Figuring out what's under the earth and getting it out has always been a tricky business. Even now, with the latest seismic bells, whistles and software, dry holes are lots more common than gushers.
Much exploration and extraction is of the trial-and-error variety. Even when it seems like a technique is effective, it can be difficult to determine why it works or even if it will succeed again.
However, Michigan Tech researchers Turpening and Professor Wayne Pennington of the Department of Geological and Mining Engineering and Sciences, are working at a very special site in lower Michigan that is tailor-made to study the seismic techniques used in oil exploration.
Two 6,500-foot boreholes are set up south of Traverse City on opposite sides of an existing well owned by Shell Oil Company. In one hole, scientists can operate the various seismic tools used in oil exploration. In the other, they have receivers to measure the vibrations after they travel through the formations between the holes. The site has a special advantage: because it spans a producing oil reservoir, the researchers can also study how (or if) different techniques affect oil production.
The test site was previously operated by the Massachusetts Institute of Technology, which is now handing its operations over to Michigan Tech. The MTU scientists have just concluded one project there with WesternGeco, an oilfield services company, and will soon begin another.
Funded by $1 million from the U.S. Department of Energy and another $250,000 from private industry, the researchers will look into a process known as sonic stimulation, or sonification. "We'll be trying to find out how it works," Pennington said.
Back in the 1950s, water well drillers noticed that vibrations from passing trains seemed to make water rise in their wells. Thirty years later, Russians placed seismic vibrators above their oil fields to try to yield more oil, with mixed results.
When the field work for the DOE-sponsored project starts next summer, the researchers will measure the factors associated with the different tools used in sonification.
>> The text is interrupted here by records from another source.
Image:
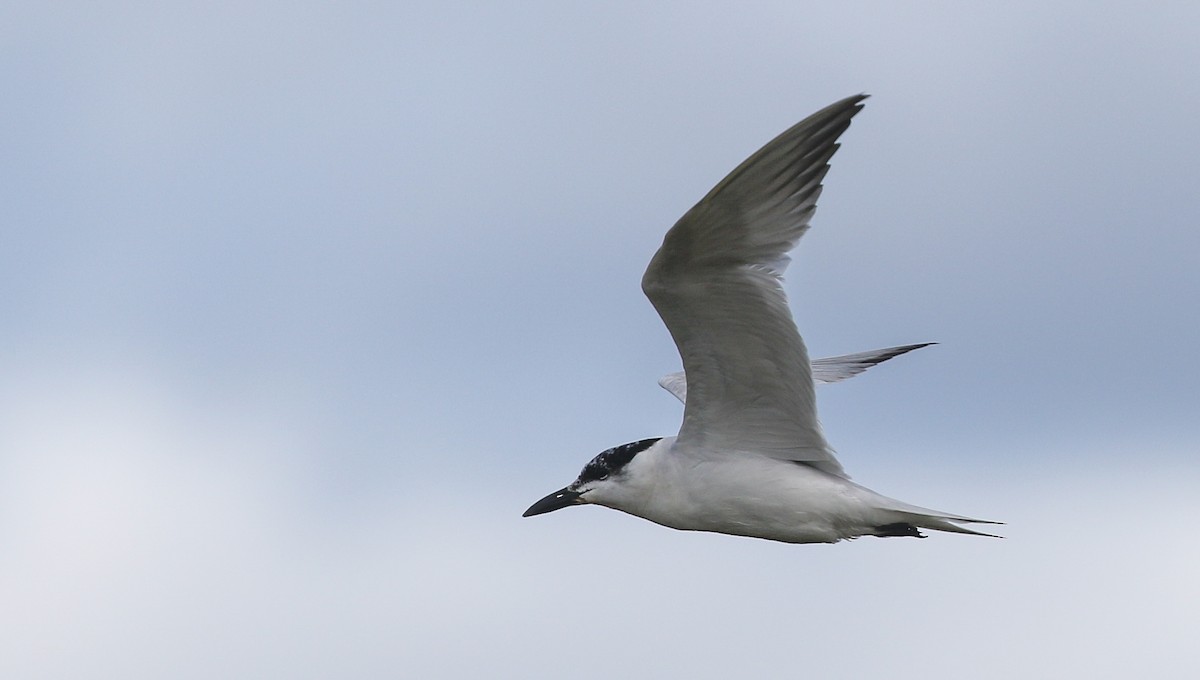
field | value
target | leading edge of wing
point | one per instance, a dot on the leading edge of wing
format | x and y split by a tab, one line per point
715	281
Then, they'll invite industry to test their own equipment in what is essentially a laboratory in the field.
"We'll have so much control, we'll learn a lot about it," Pennington said. "This should give us a really good idea of how sonification works."
Ultimately, they hope to develop a set of standards for measuring and evaluating sonification technologies, so they can be more effective and predictable.
Turpening, who came to Michigan Tech from MIT to continue the test site experiments, is optimistic, in part because its geology has been so thoroughly studied during previous projects.
"We've been shooting an experiment almost every year here for the last 20 years," he said. "We could be wrong, but after you've shot something every which way to Sunday, it's hard to be wrong."